I have just started reading the excellent contributions on this subject. I have also struggled with the problem of room accoustics, speaker placement, etc., over the years. However the other issue I have always grappled with is the definition of natural sound. Having attended live concerts in a number of venues over the past 50 or 60 years I am still amazed at how different these various venues sound. For example, many years ago I used to attend a lot of Bournemouth SO concerts in Portsmouth Guildhall and in the Bournemouth Winter Gardens. The Portsmouth venue had a much brighter accoustic than the more reverberant latter. When the BSO moved from the Winter Gardens to the Lighthouse in Poole I found the accoutic even more reverberant. More recently I have been attending concerts at G Live in Guildford and the sound is even brighter than Portsmouth with the high frequencies very much to the fore even to my tired ears with their appalling high frequency hearing.
Bearing in mind the restrictions of domestic living I find now that, instead of fiddling endlessly with equipment, I prefer to concentrate on two other strategies. Firstly, I do not buy any recorded music unless I have heard at least a sample of it first and am happy with the kind of recorded sound it provides. Secondly, I listen to music on one of three different sytems depending on which gives me the most satisfying sound for that particular musical item.
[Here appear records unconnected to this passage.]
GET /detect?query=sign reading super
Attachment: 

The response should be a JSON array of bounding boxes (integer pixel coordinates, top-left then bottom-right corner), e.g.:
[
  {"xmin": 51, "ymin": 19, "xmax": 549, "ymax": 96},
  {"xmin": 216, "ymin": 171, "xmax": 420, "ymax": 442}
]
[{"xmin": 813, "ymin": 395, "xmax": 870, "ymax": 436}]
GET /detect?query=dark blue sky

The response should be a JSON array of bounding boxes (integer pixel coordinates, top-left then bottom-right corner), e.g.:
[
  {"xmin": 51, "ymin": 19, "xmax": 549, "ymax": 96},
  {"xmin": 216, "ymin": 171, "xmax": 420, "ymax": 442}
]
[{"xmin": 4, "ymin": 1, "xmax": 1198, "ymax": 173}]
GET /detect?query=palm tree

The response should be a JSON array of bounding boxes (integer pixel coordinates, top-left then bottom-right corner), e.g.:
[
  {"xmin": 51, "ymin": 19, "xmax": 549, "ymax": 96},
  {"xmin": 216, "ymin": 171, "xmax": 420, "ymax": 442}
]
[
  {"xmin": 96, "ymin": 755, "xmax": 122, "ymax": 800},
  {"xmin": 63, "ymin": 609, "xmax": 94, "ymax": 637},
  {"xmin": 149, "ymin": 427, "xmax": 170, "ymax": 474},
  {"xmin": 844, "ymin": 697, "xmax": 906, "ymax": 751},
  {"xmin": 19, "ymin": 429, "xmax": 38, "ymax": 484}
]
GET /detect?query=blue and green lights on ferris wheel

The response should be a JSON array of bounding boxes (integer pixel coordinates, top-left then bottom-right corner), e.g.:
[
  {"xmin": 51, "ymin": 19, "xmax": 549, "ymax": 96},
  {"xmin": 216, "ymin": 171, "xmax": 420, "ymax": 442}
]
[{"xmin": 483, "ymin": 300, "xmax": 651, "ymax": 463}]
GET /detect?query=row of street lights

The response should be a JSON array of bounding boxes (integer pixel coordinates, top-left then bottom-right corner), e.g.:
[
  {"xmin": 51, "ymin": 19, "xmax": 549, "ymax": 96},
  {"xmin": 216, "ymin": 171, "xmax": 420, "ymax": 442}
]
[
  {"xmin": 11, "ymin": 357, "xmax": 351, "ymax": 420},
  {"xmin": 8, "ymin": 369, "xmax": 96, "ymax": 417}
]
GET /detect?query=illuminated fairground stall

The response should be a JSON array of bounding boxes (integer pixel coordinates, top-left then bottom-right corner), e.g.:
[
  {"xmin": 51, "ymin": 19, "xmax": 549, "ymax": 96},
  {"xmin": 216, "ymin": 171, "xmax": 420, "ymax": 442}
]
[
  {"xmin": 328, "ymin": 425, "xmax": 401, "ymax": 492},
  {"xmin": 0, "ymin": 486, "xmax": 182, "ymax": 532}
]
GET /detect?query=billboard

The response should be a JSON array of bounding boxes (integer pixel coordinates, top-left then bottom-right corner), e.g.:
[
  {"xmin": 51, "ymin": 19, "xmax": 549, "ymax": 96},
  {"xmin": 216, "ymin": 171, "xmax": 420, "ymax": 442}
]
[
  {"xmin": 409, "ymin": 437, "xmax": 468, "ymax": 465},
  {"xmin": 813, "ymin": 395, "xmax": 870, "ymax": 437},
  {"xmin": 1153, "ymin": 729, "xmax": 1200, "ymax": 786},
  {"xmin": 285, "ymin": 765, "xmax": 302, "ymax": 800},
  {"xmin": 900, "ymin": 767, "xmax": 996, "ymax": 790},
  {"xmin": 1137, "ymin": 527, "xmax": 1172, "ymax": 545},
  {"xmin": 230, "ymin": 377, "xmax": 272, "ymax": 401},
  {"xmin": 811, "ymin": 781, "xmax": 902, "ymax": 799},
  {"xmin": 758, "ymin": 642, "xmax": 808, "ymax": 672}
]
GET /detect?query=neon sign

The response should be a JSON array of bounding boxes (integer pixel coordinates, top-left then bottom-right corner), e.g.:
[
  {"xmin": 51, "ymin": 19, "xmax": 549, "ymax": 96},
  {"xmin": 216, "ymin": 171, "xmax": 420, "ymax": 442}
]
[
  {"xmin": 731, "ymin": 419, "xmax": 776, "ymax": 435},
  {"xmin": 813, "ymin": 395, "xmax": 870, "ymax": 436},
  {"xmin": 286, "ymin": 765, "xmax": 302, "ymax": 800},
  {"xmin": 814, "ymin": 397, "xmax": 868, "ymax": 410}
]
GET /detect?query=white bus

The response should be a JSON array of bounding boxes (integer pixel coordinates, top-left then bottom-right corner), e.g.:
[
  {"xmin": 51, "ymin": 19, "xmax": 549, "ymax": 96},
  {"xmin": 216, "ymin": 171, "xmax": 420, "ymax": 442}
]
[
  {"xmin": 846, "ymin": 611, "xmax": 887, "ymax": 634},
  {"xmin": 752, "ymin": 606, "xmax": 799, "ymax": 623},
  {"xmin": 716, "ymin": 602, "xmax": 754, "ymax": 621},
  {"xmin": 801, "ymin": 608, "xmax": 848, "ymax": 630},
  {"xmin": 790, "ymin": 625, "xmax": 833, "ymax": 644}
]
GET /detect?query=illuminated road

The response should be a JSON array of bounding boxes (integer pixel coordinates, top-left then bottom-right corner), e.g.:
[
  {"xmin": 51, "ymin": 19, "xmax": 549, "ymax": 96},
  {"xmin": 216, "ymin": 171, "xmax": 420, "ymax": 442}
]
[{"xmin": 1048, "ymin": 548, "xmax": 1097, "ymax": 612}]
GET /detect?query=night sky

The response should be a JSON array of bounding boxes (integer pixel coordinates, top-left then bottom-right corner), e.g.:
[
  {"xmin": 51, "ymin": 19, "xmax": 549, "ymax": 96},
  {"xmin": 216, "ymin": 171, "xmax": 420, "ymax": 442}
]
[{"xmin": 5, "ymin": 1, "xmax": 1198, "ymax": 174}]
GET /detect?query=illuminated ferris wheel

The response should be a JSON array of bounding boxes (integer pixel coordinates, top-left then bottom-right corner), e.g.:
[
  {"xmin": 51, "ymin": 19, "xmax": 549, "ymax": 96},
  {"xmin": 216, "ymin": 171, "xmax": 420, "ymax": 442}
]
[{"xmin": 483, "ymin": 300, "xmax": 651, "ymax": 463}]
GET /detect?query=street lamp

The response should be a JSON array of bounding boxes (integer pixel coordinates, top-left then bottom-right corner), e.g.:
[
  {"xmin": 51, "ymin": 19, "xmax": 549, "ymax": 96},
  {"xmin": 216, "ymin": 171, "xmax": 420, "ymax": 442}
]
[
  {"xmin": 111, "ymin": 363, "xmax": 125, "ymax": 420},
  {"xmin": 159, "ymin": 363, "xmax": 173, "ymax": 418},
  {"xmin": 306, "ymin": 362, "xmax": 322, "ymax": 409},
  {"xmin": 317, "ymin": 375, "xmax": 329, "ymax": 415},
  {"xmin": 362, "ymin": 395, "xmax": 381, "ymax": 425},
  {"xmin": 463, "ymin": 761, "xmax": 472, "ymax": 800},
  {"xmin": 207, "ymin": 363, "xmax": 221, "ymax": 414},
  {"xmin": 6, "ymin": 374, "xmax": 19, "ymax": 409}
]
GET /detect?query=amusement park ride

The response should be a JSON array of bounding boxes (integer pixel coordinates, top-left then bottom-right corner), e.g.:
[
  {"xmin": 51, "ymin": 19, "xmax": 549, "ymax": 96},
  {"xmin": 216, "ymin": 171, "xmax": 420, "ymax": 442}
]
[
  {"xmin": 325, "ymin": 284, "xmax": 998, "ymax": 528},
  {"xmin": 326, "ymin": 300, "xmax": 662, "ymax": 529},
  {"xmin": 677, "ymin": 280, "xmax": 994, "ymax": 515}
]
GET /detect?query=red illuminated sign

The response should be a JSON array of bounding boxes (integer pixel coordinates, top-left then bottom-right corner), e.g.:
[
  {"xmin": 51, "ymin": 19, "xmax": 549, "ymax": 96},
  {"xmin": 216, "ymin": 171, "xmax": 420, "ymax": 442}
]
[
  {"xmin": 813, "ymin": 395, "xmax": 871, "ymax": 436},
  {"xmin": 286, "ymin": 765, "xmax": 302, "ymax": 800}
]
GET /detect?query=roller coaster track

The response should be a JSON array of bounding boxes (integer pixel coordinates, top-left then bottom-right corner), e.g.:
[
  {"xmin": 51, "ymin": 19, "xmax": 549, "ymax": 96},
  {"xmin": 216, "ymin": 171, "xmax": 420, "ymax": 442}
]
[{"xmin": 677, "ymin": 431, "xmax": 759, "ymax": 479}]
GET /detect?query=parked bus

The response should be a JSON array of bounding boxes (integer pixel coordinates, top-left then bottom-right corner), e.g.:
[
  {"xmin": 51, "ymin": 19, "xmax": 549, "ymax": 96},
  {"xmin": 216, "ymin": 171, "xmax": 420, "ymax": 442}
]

One features a Naim amplifier and large floorstanding speakers (the most difficult to find the best position for), another somewhat middle of the road system used with the TV, and last but not least a Harman/Kardon system attached to my computer and which comprises tiny but very transparent speakers with subwoofer located in a small room.
This may seem very odd to many audiophiles, but I find that the kind of sound the record companies produce is the most important issue for me. To give just one example, I do not like to listen to a very reverberant recording of the Bach Brandenburgh Concertos featuring one player per part; such recordings sound to me totally out of balance with very heavy bass and the violins far too recessed. One can spend a lifetime (and a fortune) trying to perfect a system at home and life is far too short when there is so much wonderful music to listen to.
Whatever means you use and however you listen, enjoy the music.